The Mexican-American War was instigated by Americans illegally immigrating into Mexican territory and bringing along their slaves, which Mexico had outlawed.
Response to IrishBubbaLiberal (Original post)
Shipwack This message was self-deleted by its author.
raccoon
(31,733 posts)was really about slavery.
momta
(4,156 posts)Grew up in East Texas, and when I was taught "Texas History" in seventh grade, my teacher was famous for crying when she taught the Alamo. Sure enough, she cried. And yeah, I got the bullshit, whitewashed (pun intended) version.
It always surprises me how people are so afraid to learn the history of the land they live in.

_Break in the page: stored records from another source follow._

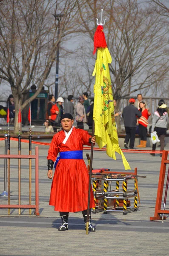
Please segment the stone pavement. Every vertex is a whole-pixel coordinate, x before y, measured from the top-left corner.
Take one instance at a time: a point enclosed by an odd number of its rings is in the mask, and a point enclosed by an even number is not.
[[[0,146],[0,153],[4,148]],[[69,230],[59,232],[56,228],[60,220],[58,212],[49,205],[52,181],[47,179],[46,155],[48,147],[39,149],[39,195],[40,216],[36,217],[32,210],[0,209],[0,255],[74,256],[169,256],[169,222],[168,220],[150,221],[154,216],[157,189],[161,158],[149,154],[126,153],[131,169],[137,167],[138,175],[146,178],[138,178],[140,206],[137,212],[123,215],[122,213],[103,212],[92,214],[92,222],[96,232],[86,235],[81,212],[71,213]],[[158,149],[159,148],[158,148]],[[150,149],[147,148],[147,149]],[[169,149],[169,148],[166,148]],[[17,154],[11,148],[11,154]],[[86,153],[83,158],[87,164]],[[22,154],[27,154],[28,148],[23,148]],[[32,152],[33,154],[33,152]],[[94,151],[93,168],[107,168],[111,171],[123,171],[121,157],[116,154],[117,160],[109,157],[105,152]],[[32,160],[32,203],[34,200],[34,161]],[[4,160],[0,159],[0,193],[3,189]],[[11,160],[11,204],[17,204],[18,195],[18,160]],[[21,160],[21,202],[29,203],[28,160]],[[130,181],[131,187],[134,182]],[[112,184],[113,186],[113,184]],[[133,204],[132,199],[131,199]],[[6,197],[0,197],[0,204],[7,204]],[[169,201],[166,203],[168,209]]]

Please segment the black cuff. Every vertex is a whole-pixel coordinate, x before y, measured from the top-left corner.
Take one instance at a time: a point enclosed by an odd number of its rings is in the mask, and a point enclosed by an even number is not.
[[[91,139],[92,139],[92,137],[89,138],[89,143],[90,144],[92,144],[92,141],[91,141]]]
[[[52,160],[50,159],[49,159],[48,160],[48,170],[52,170],[53,169],[53,165],[54,164],[54,162]]]

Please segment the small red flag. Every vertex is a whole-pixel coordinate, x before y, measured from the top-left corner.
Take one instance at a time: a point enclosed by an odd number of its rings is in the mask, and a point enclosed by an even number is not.
[[[29,108],[29,111],[28,112],[28,121],[30,122],[30,121],[31,121],[31,111],[30,110],[30,107]]]
[[[19,109],[19,111],[17,116],[17,122],[21,122],[21,113],[20,113],[20,108]]]
[[[6,122],[9,122],[9,109],[7,109],[7,116],[6,118]]]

Texas' history is of a piece with American history, which is completely in line with colonial world history. I'm a better person for knowing the crimes committed by my ancestors, and the pain and suffering that they caused, just as I am a better person for knowing of the selfless heroes who came before me.
Texasgal
(17,211 posts)I remember learning Texas History in school before American History... Looking back it seems odd. Plus, the stories and the "history" never seemed to match up to anecdotal stories passed down for generations.
Paladin
(29,924 posts)Me and all my fellow elementary school students, along with all the kids in the entire fucking school district. Free tickets and transportation to the theaters, for thousands of us. Any of you old-timers remember seeing it under similar circumstances?
Third-rate, piece-of-shit propaganda flick, spread by the Texas education system. If you ever wonder how Texas became such a far-right state, keep this in mind.